Reid Priedhorsky wrote:
Hi folks,
In our ongoing research here at UMN, we've discovered some reverts that introduce apparent character set problems; what seems to happen is that some Unicode characters are replaced by a character I don't recognize followed by a hexadecimal number. For example:
http://en.wikipedia.org/w/index.php?title=Dog&diff=58851026&oldid=58...
What I see is that a sequence of five characters that I don't have glyphs for, which show up as five boxes with the numbers "010337 01033F 01033D 010333 010343" in them, is replaced with the sequence "?df37?df3f?df3d?df33?df43", where ? is not the question mark but a black diamond with a white question mark in it (a zero byte?).

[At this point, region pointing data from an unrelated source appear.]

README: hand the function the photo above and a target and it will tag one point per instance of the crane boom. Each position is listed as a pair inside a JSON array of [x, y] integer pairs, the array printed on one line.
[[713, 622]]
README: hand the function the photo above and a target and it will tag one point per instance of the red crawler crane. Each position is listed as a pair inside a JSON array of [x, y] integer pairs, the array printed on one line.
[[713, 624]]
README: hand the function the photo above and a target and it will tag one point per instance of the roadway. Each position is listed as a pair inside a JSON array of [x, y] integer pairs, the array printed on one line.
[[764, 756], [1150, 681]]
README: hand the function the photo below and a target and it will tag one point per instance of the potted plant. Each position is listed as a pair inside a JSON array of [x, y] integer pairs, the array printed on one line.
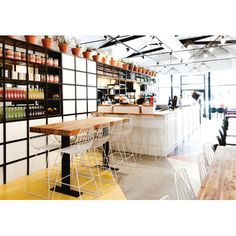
[[140, 69], [87, 53], [135, 68], [113, 62], [131, 66], [105, 60], [125, 65], [119, 64], [31, 39], [62, 43], [47, 41], [97, 57], [76, 47]]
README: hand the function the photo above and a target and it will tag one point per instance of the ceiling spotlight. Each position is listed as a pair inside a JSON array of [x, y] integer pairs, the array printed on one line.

Do any of you have pointers on information as to what is going on?
We are trying to devise a workaround that would result in revisions like this comparing identical.
The problem seems to be due to a bug in an old version of a Python library. See e.g.
http://en.wikipedia.org/wiki/Wikipedia:Administrators%27_noticeboard/Inciden...
There are a number of reports in the bot's talk page. Apparently it took a block and a WP:AN/I report before it was fixed. It looks like it's converting a surrogate pair to a replacement character (U+FFFD) and a hexadecimal codepoint.
-- Tim Starling